Even these increases in certain social services turn out largely to be deceptive, as they are matched by an undermining of the finances of state governments, and it is state governments that carry out the bulk of social services spending. More importantly, since the current economic policies depress productive investment and employment on a large scale, such increases in social services spending cannot make a dent in social misery.
Below we show the following:
(i) While there is an apparently impressive increase in social services spending, it turns out to be paltry compared to the need. The increase in the allocation for rural employment will only restore the programme to mid-1990s levels (in terms of employment created), far from the promise of a universal programme.
(ii) There is only a small increase in the spending on agriculture, too paltry to reverse the effects of many years of decline as a percentage of GDP. Besides, this is to be seen in the light of the states’ spending on agriculture having declined too (in GDP terms) in this period.
Moreover, the finance minister is promoting the dangerous line of “diversification” of agriculture away from foodgrains – when the majority of the people are malnourished because they cannot afford enough foodgrain.
(iii) There appears to be no budget constraint for the military and police, whose budgetary allocations exceed those of social services and agriculture. As always, “security” is seen not as the security of life and livelihood, but as the protection of a system with large unemployment, poverty, and morbidity.

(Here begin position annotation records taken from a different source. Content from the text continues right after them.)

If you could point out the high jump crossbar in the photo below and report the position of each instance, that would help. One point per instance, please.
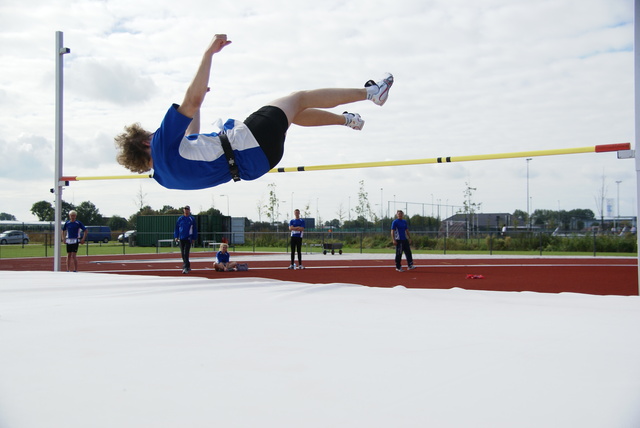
(602, 148)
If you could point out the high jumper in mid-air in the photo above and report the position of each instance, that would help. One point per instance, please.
(182, 158)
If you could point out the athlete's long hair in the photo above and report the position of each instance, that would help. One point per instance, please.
(133, 149)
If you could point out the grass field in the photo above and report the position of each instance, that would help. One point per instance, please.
(40, 250)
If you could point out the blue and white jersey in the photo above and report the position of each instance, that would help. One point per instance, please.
(399, 228)
(297, 223)
(73, 229)
(198, 161)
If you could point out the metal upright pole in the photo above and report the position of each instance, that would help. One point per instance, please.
(57, 189)
(637, 119)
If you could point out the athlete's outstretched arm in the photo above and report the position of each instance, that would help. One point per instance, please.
(194, 96)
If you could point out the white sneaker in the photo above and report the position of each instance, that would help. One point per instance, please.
(353, 120)
(378, 92)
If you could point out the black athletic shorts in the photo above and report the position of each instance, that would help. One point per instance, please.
(269, 127)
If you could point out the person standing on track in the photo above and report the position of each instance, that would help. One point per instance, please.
(71, 236)
(296, 226)
(401, 240)
(185, 233)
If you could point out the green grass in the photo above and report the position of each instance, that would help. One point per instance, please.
(39, 250)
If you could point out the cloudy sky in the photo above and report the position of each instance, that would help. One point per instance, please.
(488, 76)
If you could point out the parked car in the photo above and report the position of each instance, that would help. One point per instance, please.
(99, 234)
(124, 237)
(14, 237)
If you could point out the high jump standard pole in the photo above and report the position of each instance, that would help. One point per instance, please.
(57, 188)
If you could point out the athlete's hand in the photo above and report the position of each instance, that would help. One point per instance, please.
(219, 41)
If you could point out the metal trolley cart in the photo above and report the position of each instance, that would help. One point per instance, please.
(333, 246)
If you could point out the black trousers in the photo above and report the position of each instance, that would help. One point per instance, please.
(402, 246)
(185, 247)
(296, 245)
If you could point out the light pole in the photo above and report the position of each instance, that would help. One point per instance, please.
(528, 214)
(227, 196)
(618, 202)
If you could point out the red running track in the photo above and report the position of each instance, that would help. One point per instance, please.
(590, 275)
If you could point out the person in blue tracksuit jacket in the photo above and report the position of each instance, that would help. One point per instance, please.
(401, 240)
(186, 232)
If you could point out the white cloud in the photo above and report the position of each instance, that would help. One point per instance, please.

(iv) Plan capital expenditure, that is, expenditure which creates productive assets (including loans to the states for their Plan spending), has fallen sharply during the period of liberalisation, as a percentage of GDP and of budgetary expenditure of the Centre. In the 2005-06 Budget, it is reduced further by ending the practice of the Centre making loans to the states; the states are instead given the “freedom” to raise loans from the market. This throws states’ developmental spending into uncertainty, and makes them prey to external agencies, such as the World Bank and the Asian Development Bank, which would dictate policies.